Quando somos apossados pela intolerância ao próximo, nosso semelhante, passamos rejeitá-lo a partir das diferenças que apontamos nele. Os noticiários estão carregados de fatos ou delitos de intolerância dos mais diferentes tipos por esta condição emocional. Assim, tolerar alguém ou mesmo um grupo social exige um esforço emocional redobrado.
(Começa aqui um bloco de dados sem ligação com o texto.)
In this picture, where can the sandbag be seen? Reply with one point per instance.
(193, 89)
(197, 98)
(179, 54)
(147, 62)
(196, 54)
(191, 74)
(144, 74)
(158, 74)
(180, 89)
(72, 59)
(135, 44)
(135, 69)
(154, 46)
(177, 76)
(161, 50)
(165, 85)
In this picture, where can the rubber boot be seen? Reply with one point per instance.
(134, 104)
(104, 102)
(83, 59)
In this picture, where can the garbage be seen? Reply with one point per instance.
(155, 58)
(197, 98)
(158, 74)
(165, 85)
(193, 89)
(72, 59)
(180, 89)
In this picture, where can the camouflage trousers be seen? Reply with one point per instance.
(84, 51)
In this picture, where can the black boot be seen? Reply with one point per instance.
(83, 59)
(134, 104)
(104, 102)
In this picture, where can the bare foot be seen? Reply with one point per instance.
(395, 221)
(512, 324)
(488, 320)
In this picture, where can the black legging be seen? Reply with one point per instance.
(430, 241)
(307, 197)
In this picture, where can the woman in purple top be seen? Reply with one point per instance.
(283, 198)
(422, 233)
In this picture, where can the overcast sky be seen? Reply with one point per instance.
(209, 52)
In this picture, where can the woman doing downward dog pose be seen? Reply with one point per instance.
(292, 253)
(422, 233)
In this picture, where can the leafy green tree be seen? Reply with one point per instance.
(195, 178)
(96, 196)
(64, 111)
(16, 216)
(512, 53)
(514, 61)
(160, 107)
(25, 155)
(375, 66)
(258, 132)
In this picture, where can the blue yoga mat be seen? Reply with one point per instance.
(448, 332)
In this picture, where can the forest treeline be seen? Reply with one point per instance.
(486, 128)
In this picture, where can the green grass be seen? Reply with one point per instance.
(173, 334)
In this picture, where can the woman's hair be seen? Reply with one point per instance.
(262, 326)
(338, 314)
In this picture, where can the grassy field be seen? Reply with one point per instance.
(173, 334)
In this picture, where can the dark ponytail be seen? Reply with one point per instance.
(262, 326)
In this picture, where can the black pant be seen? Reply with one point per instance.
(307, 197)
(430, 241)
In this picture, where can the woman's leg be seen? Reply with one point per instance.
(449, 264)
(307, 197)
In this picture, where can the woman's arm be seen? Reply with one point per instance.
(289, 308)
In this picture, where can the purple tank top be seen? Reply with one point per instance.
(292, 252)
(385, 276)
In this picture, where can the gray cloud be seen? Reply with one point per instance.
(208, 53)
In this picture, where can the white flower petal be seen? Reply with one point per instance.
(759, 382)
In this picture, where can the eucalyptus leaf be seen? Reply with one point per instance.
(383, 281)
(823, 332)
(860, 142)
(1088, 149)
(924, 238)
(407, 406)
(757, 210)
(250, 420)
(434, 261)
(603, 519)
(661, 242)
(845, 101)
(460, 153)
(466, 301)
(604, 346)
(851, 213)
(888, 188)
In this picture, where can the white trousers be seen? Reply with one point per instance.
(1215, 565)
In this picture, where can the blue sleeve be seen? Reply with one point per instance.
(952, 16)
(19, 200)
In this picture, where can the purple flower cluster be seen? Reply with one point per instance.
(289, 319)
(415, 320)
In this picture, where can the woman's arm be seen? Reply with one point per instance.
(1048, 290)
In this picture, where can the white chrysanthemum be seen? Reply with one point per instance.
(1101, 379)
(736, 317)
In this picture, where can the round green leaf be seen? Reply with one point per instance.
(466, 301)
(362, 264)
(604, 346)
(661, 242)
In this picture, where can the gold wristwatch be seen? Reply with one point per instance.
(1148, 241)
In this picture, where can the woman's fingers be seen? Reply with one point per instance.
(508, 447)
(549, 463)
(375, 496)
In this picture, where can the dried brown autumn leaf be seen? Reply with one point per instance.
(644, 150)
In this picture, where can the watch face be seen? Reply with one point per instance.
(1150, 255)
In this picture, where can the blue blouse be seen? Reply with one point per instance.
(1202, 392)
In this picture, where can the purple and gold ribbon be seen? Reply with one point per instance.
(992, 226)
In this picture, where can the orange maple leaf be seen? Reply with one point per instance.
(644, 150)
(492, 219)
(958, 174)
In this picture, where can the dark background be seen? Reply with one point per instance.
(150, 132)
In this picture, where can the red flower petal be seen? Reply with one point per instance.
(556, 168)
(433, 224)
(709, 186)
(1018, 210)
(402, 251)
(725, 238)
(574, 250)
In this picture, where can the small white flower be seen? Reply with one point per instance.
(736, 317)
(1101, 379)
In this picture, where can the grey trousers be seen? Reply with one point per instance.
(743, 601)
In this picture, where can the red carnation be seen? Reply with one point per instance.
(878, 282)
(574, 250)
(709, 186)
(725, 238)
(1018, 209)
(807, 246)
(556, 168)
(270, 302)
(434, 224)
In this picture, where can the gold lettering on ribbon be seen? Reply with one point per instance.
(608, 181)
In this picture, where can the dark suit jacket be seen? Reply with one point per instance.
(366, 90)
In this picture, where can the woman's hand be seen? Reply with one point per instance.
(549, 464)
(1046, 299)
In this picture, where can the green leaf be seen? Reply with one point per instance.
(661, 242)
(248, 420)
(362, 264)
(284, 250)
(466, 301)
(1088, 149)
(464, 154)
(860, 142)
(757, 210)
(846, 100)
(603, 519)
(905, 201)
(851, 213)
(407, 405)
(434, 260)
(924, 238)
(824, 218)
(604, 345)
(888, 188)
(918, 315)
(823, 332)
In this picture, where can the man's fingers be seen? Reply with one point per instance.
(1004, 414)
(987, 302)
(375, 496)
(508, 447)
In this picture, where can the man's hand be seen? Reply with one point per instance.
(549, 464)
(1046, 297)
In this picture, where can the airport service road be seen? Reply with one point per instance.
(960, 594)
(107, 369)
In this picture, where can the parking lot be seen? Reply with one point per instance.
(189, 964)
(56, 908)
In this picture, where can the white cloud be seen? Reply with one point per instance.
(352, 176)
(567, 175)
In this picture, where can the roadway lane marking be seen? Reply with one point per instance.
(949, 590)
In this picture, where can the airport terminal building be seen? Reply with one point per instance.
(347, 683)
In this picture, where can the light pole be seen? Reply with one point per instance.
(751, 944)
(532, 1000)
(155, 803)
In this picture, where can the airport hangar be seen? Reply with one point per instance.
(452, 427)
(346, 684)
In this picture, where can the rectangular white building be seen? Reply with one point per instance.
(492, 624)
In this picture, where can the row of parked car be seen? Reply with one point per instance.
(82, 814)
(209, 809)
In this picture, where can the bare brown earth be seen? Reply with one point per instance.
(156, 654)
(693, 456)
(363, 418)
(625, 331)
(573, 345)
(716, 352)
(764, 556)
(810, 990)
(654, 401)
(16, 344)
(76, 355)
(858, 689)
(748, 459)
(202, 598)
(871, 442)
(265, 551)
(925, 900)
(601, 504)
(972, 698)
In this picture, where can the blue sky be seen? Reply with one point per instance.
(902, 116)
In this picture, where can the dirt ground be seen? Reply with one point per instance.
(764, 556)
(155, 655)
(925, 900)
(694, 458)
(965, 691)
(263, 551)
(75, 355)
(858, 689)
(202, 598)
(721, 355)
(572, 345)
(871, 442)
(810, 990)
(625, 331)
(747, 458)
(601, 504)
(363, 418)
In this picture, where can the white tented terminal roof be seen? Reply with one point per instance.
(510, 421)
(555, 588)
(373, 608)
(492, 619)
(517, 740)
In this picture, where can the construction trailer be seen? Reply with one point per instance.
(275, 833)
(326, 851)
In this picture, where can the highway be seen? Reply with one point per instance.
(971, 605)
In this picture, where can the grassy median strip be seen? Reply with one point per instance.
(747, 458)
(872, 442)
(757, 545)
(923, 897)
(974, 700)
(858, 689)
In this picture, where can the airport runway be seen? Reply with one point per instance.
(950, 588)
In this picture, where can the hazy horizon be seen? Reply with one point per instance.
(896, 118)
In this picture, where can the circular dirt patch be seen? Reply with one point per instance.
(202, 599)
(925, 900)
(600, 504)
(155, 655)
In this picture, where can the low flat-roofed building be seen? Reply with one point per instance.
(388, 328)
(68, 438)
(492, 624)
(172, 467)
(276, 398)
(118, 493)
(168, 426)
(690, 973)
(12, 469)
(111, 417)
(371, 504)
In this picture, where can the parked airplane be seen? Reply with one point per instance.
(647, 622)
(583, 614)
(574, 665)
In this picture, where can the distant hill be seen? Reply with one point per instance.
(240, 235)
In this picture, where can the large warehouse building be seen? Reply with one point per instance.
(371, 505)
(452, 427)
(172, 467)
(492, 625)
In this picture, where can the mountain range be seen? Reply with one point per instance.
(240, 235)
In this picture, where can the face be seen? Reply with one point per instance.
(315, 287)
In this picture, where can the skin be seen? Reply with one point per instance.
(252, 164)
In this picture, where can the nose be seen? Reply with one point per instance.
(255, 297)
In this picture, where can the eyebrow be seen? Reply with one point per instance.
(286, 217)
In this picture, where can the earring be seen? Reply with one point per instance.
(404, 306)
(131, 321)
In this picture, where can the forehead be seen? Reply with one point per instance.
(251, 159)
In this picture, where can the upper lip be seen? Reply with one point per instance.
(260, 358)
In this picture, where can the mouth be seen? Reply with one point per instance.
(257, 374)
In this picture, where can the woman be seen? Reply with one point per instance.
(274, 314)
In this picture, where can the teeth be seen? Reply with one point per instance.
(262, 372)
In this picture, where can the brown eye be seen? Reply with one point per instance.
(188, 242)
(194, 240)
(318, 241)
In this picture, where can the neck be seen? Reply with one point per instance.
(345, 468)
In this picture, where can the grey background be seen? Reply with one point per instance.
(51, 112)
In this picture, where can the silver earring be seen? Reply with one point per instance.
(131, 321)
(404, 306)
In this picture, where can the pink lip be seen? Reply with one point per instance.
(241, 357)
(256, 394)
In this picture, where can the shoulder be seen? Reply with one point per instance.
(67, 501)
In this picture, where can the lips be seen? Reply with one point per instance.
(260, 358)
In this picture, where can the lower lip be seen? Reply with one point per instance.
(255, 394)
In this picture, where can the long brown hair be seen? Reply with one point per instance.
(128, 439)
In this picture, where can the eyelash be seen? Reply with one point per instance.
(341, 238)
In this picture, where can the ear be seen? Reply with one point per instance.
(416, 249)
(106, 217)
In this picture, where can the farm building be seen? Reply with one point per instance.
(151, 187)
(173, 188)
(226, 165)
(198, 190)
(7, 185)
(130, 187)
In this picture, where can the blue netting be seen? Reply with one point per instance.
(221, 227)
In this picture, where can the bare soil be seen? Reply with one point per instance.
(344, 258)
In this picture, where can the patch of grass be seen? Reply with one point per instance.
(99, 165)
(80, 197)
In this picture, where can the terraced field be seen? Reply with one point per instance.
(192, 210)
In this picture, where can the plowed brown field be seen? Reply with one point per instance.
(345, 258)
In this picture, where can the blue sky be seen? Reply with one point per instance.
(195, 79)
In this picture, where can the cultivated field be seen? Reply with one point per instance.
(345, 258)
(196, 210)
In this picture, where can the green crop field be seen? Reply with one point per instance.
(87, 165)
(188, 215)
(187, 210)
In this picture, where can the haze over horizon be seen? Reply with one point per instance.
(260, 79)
Tolerância significa em outras palavras, ter que “aguentar” o outro nas suas diferenças, nas suas crenças, sua linguagem, seus costumes, seu tom de voz, sua sexualidade, suas excentricidades; mesmo que no fundo possam nos ameaçar e agredir o nosso senso.

 

A intolerância que vigora no mundo desde o tempo de Adão, ainda persiste; dificuldade de perdoar, de compreender, de aceitar o erro do próximo; assim como exigimos que o próximo aceite nossos erros, afinal muitas vezes nossos erros para nós não são erros, também os de nossos irmãos, para eles não os são.

 

Voltaire percebeu que a tolerância possibilitaria ao homem ser mais compreensivo com o próximo; seria por outro lado um antídoto da feroz doença da vingança. Sendo a compreensão humana limitada, ela está sujeita a todo tipo de erro; nisso consiste a razão da tolerância, privilégio dado e reservado ao próprio ser humano. Entretanto não se pode aceitar ou tolerar tudo que se encontra neste mundo, mas sim o ato de se respeitar.

 

Permitimo-nos citar Karl Popper de sua obra “The Open Society and Its Enemies” (em tradução livre: Sociedade aberta e seus inimigos) sobre o paradoxo da  tolerância: "Menos conhecido é o paradoxo da tolerância: tolerância ilimitada leva ao desaparecimento da tolerância. Se estendermos tolerância ilimitada até mesmo para aqueles que são intolerantes, se não estivermos preparados para defender a sociedade tolerante contra a investida dos intolerantes, então os tolerantes serão destruídos, e a tolerância junto destes”.

 

Ainda num trabalho de 1997, Michael Walzer indagou: "Devemos nós, tolerar os intolerantes?". Na maioria dos grupos religiosos minoritários que são beneficiários da tolerância, são eles próprios intolerantes, embora nem em todos os aspectos. Em um regime tolerante como o é a democracia, estas pessoas podem ter que aprender a tolerar, ou ao menos comportar-se "como se possuíssem esta virtude".

 

Numa visão mais prática no dizer de Augusto Cury: “O silêncio e a tolerância são as armas de quem pensa”.

 

Quando o gênero humano entender que todos estão cheios de defeitos, fraquezas, erros, e reconhecer que tudo isto é de nossa natureza (como se diz: errar é humano); que todos são iguais por esta limitação será então mais fácil pactuar o perdão mutuamente. Entretanto vivenciamos um momento em que não se pode mais aceitar a tolerância, como justificativa para deixar de defender a verdade.